Complete step-by-step answer:
Given, series is $ ^4{C_0}{ + ^5}{C_1}x{ + ^6}{C_2}{x^2}{ + ^7}{C_3}{x^3} + \cdots \,{\text{to}}\,\infty $ .
As, we know the expansion of the $ {\left( {1 - x} \right)^{ - n}} $ is given by $ ^{n - 1}{C_0}{ + ^n}{C_1}x{ + ^{n + 1}}{C_2}{x^2}{ + ^{n + 2}}{C_3}{x^3} + \cdots $ .
If we compare equation $ ^4{C_0}{ + ^5}{C_1}x{ + ^6}{C_2}{x^2}{ + ^7}{C_3}{x^3} + \cdots \,{\text{to}}\,\infty $ and $ ^{n - 1}{C_0}{ + ^n}{C_1}x{ + ^{n + 1}}{C_2}{x^2}{ + ^{n + 2}}{C_3}{x^3} + \cdots $ .
Then, $ n - 1 = 4 \Rightarrow n = 4 + 1 = 5 $
Therefore, n will be equal to 5.
So, by this we can conclude that $ ^4{C_0}{ + ^5}{C_1}x{ + ^6}{C_2}{x^2}{ + ^7}{C_3}{x^3} + \cdots \,{\text{to}}\,\infty $ sums up as $ {\left( {1 - x} \right)^{ - 4}} $ .
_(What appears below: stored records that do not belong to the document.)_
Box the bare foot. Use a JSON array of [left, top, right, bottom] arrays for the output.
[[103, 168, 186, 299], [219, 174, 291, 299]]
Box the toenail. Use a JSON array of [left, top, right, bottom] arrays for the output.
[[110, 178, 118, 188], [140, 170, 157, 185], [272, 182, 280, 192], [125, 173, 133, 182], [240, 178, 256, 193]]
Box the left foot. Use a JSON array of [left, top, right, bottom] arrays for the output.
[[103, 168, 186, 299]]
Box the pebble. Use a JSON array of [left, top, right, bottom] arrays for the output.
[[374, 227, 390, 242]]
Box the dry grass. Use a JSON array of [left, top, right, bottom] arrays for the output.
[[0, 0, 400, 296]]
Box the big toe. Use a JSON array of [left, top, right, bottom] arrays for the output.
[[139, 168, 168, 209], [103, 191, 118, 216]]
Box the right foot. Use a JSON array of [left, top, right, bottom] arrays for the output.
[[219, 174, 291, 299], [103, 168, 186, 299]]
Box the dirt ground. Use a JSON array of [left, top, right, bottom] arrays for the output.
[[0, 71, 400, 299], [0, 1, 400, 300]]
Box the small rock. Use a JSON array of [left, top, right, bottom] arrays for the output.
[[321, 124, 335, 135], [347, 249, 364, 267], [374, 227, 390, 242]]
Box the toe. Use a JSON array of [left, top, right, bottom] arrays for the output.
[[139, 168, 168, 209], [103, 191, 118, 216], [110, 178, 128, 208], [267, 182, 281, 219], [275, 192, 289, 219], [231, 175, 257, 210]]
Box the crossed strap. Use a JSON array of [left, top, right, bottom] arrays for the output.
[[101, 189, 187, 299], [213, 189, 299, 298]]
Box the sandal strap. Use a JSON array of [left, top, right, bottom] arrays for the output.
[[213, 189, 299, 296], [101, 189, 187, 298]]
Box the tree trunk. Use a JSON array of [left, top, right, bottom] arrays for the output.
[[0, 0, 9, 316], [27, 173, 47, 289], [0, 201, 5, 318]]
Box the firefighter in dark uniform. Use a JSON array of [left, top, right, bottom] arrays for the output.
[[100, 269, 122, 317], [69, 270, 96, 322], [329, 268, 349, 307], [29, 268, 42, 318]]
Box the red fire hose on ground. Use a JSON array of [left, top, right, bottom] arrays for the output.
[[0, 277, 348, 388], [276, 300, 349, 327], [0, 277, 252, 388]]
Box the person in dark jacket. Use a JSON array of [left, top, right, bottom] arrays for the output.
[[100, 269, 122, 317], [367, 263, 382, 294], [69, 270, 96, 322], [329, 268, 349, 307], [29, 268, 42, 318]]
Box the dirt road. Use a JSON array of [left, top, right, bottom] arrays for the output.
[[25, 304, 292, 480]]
So, the correct answer is “$ {\left( {1 - x} \right)^{ - 4}} $ ”.

Note: The Binomial Theorem is the process of extending an expression to some finite power that has been elevated. A binomial theorem is a strong expansion instrument that has Algebra application, likelihood, etc.